曲がるときのうなり音
音の出どころ
ブレーキと操舵、タイヤ周辺
先延ばしにせず、数日のうちに点検を
曲がるときのうなりは、まず二つの場面を分けることが大事です。走行中のうなりで、一方向のカーブで強まりもう一方で弱まるもの。そして、停車中や駐車場でハンドルを回したときに出るうなり。音は似ていますが、出どころはまったく違います。前者は車輪、後者はパワーステアリングです。
曲がる向きで変わる走行中のうなりは、ハブベアリング——車輪が回る軸受——の典型的な筆跡です。カーブでは車重が外側の車輪に移り、荷重のかかった摩耗ベアリングが大きくうなります。低速でハンドルを回したときのうなりは、たいていパワステポンプで、原因はフルードの量の低下であることが多いです。電動パワステの車なら、ハンドルを回したときの軽いモーター音はそもそも正常で、故障ではありません。
考えられる原因
| 原因 | 起こりやすさ | 危険度 |
|---|---|---|
| ハブベアリング | もっとも多い——走行中のうなりでカーブで変わる場合 | 今週中に整備工場へ |
| パワステポンプ、またはフルード不足 | 多い——停車中にハンドルを回すとうなる場合 | 今週中に整備工場へ |
| タイヤノイズ | 多い。うなりは路面で変わり、カーブでは変わらない | そのまま走れます |
| 電動パワステの正常なモーター音 | フルードのリザーバーがない車では正常 | そのまま走れます |
| 摩耗した等速ジョイント | 少ない。ふつうハンドルを切ったときの打音も加わる | 今週中に整備工場へ |
このまま走れるか
ハブベアリングのうなりでも走れますが、これは返済期限の短い借金です。点検は一週間より先に延ばさず、高速の遠出は診断のあとに回してください。崩れかけたベアリングは車輪にガタを生み、進行すると焼き付くこともあります。うなりが急に大きくなった、振動が加わった——そのときはすぐ工場へ。
パワステポンプがうなるときは、まずリザーバーのフルード量を確認します。補充で片が付くことも少なくありません。走れますが、ハンドルを目いっぱい切った状態で二秒以上保持しないこと。その位置ではポンプが最高圧で働きます。補充しても音が残る、あるいはまた減るなら漏れがあります。一週間以内に工場へ。
自分で確かめられること
- どちらへ曲がるときにうなりが強いか覚える。左へ曲がって大きいなら荷重は右側で、右のベアリングが疑わしい。逆も同様。この一言で工場の探索範囲が縮む。
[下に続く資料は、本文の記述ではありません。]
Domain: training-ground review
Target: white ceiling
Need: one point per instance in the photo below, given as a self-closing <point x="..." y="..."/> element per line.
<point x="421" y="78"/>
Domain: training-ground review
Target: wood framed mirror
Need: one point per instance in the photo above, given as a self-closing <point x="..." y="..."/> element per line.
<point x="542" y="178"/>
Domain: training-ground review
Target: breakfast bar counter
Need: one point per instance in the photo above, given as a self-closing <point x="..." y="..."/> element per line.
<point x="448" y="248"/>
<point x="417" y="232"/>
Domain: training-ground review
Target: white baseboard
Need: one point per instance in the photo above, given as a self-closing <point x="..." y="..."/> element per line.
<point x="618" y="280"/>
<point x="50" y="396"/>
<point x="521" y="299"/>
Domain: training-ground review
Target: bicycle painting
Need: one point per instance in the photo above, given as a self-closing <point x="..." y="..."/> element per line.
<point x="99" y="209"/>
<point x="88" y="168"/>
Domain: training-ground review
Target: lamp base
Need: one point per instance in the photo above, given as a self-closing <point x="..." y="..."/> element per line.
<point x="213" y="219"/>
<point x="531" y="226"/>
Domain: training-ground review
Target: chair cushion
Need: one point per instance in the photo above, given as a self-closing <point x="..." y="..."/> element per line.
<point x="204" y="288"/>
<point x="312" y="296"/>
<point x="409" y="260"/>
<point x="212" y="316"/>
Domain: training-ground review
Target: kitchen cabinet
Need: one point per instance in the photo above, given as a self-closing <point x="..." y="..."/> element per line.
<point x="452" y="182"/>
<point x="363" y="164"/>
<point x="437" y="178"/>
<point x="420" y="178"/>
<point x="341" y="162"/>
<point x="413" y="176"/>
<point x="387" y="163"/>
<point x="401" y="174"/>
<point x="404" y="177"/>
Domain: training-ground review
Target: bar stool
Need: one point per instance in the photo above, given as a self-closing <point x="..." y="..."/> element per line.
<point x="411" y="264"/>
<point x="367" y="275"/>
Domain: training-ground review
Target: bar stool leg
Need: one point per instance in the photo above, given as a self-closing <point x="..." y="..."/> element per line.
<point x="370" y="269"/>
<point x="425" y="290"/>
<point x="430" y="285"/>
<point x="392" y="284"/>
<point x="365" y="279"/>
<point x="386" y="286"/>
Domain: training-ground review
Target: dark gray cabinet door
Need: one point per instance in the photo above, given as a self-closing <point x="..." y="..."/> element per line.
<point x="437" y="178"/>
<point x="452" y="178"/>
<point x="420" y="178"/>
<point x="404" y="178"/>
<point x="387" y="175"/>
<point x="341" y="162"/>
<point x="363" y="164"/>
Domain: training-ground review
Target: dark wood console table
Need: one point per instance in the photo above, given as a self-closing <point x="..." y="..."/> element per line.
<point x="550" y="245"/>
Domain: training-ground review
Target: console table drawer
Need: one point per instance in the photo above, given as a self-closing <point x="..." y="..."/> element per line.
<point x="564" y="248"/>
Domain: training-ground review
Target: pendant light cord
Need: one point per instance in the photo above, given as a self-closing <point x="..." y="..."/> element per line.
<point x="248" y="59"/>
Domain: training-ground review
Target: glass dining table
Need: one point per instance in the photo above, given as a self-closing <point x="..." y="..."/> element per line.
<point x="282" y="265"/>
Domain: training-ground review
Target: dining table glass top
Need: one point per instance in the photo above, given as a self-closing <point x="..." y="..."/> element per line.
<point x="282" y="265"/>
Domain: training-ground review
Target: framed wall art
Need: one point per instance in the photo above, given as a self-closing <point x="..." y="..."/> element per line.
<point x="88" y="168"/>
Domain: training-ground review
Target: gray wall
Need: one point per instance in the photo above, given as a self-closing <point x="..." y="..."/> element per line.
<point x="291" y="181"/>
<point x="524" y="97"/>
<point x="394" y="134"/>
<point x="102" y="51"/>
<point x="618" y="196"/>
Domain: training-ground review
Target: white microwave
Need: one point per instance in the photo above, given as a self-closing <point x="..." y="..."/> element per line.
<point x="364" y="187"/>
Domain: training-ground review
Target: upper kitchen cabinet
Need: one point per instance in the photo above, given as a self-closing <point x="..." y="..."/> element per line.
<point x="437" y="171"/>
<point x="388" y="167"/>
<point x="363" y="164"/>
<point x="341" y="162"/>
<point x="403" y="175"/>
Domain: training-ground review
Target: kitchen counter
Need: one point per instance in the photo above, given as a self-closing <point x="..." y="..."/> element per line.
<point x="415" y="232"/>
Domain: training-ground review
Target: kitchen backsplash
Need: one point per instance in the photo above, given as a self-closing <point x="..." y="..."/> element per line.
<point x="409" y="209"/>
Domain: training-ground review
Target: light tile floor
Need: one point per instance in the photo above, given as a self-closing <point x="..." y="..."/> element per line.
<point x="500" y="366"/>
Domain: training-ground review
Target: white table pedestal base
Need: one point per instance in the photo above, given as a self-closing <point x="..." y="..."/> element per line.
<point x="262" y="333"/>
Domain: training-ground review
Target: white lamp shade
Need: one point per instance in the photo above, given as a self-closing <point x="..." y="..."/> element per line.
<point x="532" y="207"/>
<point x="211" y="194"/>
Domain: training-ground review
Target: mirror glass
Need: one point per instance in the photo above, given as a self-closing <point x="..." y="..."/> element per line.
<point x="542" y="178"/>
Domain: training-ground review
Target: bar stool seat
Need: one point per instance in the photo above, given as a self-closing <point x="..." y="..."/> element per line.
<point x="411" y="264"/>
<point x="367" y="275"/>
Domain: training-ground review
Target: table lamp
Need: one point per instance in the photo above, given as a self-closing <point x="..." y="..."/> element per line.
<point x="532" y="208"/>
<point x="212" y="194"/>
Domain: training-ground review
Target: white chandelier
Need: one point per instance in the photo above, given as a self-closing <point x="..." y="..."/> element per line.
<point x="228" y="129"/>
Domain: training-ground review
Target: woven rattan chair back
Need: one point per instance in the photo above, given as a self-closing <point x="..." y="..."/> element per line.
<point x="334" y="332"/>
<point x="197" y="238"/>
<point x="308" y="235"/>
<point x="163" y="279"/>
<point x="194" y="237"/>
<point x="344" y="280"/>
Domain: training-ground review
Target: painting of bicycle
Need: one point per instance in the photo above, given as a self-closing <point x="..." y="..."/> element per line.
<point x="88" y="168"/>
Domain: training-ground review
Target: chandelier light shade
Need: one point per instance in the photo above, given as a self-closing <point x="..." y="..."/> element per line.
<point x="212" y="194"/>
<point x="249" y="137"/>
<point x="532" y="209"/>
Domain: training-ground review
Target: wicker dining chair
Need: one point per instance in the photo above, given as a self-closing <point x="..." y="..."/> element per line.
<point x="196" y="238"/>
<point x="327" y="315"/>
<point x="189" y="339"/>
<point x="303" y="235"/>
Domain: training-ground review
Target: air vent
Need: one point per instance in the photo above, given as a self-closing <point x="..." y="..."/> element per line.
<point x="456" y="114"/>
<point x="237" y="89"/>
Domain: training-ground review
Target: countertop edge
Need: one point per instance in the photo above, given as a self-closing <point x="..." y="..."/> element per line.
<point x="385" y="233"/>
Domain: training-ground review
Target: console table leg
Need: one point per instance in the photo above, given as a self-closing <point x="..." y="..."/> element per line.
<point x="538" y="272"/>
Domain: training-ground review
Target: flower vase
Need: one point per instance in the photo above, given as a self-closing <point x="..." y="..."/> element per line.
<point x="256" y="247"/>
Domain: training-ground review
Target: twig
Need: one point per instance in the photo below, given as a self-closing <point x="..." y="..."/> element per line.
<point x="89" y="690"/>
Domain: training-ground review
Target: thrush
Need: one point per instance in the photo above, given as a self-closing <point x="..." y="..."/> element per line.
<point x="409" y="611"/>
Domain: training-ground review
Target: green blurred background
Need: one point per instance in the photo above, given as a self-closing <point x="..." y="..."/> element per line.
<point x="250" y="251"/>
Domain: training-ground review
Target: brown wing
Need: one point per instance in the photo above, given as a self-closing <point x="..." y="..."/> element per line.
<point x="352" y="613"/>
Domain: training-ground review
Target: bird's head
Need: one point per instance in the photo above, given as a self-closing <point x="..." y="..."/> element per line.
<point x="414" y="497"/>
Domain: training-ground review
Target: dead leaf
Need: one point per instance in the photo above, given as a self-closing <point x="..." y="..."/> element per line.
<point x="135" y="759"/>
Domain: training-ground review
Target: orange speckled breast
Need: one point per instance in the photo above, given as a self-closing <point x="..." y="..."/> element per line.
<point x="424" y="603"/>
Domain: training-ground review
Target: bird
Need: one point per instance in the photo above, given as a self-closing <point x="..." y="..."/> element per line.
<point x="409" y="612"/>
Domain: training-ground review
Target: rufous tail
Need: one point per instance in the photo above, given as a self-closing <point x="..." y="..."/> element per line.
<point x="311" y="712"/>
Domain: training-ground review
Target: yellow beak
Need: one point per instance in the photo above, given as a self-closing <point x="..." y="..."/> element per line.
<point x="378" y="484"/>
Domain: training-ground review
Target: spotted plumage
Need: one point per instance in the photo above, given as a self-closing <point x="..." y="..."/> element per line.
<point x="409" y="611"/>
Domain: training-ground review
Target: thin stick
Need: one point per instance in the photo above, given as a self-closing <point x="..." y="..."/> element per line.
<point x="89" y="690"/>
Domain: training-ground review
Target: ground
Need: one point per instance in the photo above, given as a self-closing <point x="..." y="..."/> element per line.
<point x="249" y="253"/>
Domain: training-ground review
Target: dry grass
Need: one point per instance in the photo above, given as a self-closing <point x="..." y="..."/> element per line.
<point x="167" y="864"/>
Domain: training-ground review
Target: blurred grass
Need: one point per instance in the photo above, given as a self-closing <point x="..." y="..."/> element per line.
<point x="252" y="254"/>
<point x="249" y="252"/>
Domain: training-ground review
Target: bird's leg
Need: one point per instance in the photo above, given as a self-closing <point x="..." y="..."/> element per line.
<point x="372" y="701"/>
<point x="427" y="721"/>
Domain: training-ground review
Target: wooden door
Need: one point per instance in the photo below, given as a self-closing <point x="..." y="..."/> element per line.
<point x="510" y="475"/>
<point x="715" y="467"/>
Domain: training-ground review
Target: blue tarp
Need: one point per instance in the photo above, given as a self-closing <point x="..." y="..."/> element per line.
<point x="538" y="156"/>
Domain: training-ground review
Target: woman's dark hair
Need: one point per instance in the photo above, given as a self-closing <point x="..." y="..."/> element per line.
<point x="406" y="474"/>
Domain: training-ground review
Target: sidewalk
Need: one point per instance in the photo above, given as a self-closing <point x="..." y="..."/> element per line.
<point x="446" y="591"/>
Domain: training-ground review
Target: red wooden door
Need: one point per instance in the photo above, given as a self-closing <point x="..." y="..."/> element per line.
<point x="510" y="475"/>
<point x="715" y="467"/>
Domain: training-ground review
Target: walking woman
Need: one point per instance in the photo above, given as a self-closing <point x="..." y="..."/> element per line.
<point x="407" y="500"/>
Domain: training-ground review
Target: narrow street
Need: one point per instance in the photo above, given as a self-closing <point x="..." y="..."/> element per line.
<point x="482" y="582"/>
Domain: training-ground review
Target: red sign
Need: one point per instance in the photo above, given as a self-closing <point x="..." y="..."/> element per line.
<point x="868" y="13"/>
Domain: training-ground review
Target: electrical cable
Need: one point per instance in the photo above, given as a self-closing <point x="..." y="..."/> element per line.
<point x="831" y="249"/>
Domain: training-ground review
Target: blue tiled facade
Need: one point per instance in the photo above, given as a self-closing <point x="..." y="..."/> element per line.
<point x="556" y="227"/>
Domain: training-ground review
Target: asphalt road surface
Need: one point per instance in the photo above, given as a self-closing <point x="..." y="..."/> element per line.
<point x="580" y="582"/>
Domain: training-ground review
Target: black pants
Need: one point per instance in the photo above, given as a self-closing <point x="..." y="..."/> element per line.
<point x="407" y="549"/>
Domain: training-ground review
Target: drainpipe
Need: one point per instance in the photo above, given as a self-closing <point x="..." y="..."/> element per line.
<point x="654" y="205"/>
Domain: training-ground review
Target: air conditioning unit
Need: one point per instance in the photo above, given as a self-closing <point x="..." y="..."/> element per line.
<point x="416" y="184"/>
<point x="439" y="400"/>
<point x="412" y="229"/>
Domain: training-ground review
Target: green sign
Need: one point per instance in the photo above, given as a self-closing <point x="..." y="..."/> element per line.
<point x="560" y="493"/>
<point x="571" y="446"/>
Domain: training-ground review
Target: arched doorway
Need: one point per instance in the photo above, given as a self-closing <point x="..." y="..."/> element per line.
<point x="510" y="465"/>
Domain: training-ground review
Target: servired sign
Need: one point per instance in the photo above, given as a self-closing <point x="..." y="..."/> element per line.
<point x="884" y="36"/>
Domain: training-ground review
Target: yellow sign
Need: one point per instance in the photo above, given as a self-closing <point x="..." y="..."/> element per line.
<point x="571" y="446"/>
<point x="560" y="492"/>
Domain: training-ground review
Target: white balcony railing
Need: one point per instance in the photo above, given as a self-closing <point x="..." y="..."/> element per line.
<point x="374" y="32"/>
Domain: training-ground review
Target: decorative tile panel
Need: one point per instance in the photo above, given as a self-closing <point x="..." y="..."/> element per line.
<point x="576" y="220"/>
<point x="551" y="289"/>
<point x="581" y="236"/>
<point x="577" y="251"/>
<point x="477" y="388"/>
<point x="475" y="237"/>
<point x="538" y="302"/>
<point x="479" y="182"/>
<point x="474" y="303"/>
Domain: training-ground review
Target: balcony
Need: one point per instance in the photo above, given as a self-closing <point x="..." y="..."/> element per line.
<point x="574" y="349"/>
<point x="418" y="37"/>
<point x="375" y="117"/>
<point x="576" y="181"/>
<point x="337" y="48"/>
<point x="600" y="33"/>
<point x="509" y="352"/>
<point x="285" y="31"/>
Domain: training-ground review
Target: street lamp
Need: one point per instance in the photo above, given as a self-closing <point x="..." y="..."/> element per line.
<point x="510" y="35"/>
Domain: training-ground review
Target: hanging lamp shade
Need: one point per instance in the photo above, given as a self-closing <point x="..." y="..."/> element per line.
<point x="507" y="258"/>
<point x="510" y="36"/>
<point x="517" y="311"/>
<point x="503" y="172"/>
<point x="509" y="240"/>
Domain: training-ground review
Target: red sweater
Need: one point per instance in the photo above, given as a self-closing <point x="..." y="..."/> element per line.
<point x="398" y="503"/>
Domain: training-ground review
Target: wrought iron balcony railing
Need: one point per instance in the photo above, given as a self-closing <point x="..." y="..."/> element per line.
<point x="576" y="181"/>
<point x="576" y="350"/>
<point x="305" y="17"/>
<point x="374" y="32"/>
- 停車中に確かめる。駐車場でハンドルを回してうなるなら、車輪は無関係で、出どころはパワーステアリング。
- ボンネットを開けてパワステフルードのリザーバーの有無を見る。あれば量を確認し、必要なら規定線まで補充。なければ電動パワステで、静かで一定のモーター音は正常。
- 路面との関係を見る。新しい舗装で静かになり粗い舗装で大きくなるうなりは、ふつうベアリングではなくタイヤ。
- トレッドを見る。段差状の片減りや斑状の摩耗はタイヤの音を大きくし、同時にアライメントの狂いやショックアブソーバーのへたりも示す。
質問で原因を絞る
いくつかの質問に答えると、質問ツリーがあなたの場合の原因を絞ってくれます。
アプリが役に立つところ
アプリ「Pro-Stuk」は受付の整備士と同じ質問をします。うなりはどこで聞こえるか、カーブで変わるか、停車中のハンドル操作と関係するか。録音は典型例との比較に役立ち、レポートには推定原因と分かりやすい推奨:落ち着いて走る、今週予約する、先延ばしにせず点検する。
よくある質問
なぜ片方へ曲がるときだけうなりが強くなるのですか。
カーブでは車重が外側の車輪に移ります。たとえば右のハブベアリングが摩耗していれば、荷重のかかる左カーブで大きくうなります。この性質のおかげで、工場に行く前にどちら側を先に見るべきかが分かります。
パワステには何のフルードを入れてもよいですか。
いいえ。指定の種類は取扱説明書に書かれており、リザーバーのふたに直接書かれていることもよくあります。適合品を一度補充するのは安全ですが、量が定期的に減るならどこかで漏れています。探して直すのは工場の仕事で、補充では解決しません。
ボンネットの下にリザーバーがないのに曲がるとうなります。何ですか。
おそらく電動パワーステアリングです。ハンドルを回すとモーターが静かに音を立てますが、これは正常な動作です。警戒すべきは別の兆候——ハンドルが重くなった、断続的に重くなる、異音が出た、メーターにパワステの警告灯が点いた。これらが出たら数日以内に工場へ。